This is the time of the year when more sellers come on the market than any other time!
Isn’t it beautiful? Southern California hills are spectacularly adorned in a blanket of bright orange California Poppies. The record rainfall resulted in a “super bloom” like nobody can remember. People are venturing outside to capture the incredible site, hiking and taking selfies along the way. Spring is definitely here!
The record rainfall kept many homeowners from entering the fray and placing their homes on the market. Yet, the deluge of rain is now in the past. That was during the winter, but spring has arrived in housing as well and there is nothing keeping owners from pounding FOR SALE signs in their front yards. Like the blanket of California poppies, this is the time of the year when more FOR SALE signs blanket neighborhoods in Southern California and across the U.S. than any other time of the year.

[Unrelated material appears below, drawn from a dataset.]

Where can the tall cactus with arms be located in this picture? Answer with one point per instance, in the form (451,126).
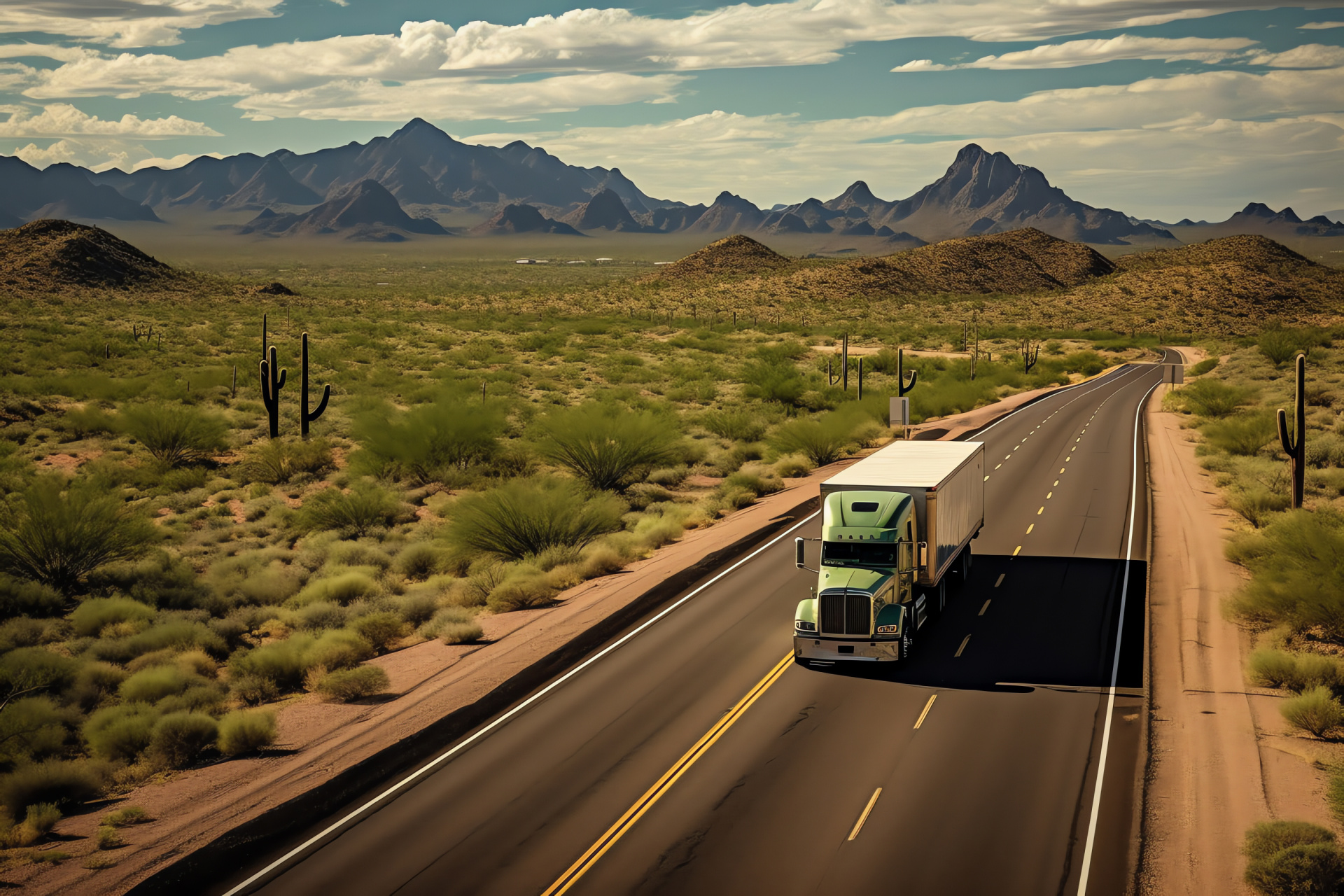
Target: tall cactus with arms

Nearly a third of all homes that are placed on the market during the year occur from April through June. There has already been an uptick in the number of homes coming on the market within the last couple of weeks. As a result, the active listing inventory in Orange County grew by 5%, adding an additional 344 homes. It now sits at 6,876 homes, its highest level since mid-November of 2018.
Right now, it is the best time of the year to sell a home in terms of buyer demand. Demand is currently increasing as well, growing by 4% in the past two weeks. It will peak by mid-May. Yet, even with increasing demand, it does not mean that the market is getting hotter. In fact, what you see is what you get. The market will not improve any more than where it is today. This is due to the fact that while demand is rising, so is the active listing inventory. The inventory is rising slightly faster than demand. The added seller competition is offsetting any improvement in demand.
In looking at the Expected Market Time for Orange County (that is the number of days from coming on the market to opening escrow), it has dropped like a rock from the beginning of the year, transitioning from a slight Buyer’s Market to a Balanced Market to a slight Seller’s Market, where it stands today. It dropped from 152 days on January 10th to 84 days today.
For those sellers holding their collective breath in anticipation of a hot Spring, that is not going to occur. Instead, it will be a lukewarm housing market. The current Expected Market Time of 84 days is the highest level for this time of the year since 2011. Last year at this time it was a HOT Seller’s Market and the Expected Market Time was at 54 days.
The difference between a slight Seller’s Market (between 60 to 90 days) and a hot Seller’s Market (less than 60 days) is that the number of buyer showings has dropped, the number of multiple offer situations has dropped, home appreciation has stalled and is only slight rising, and open house activity has fallen. It is quite simply not as hot as prior years. Sellers still get to call the shots, but when the market does not move as quickly, home prices do not move as quickly as well.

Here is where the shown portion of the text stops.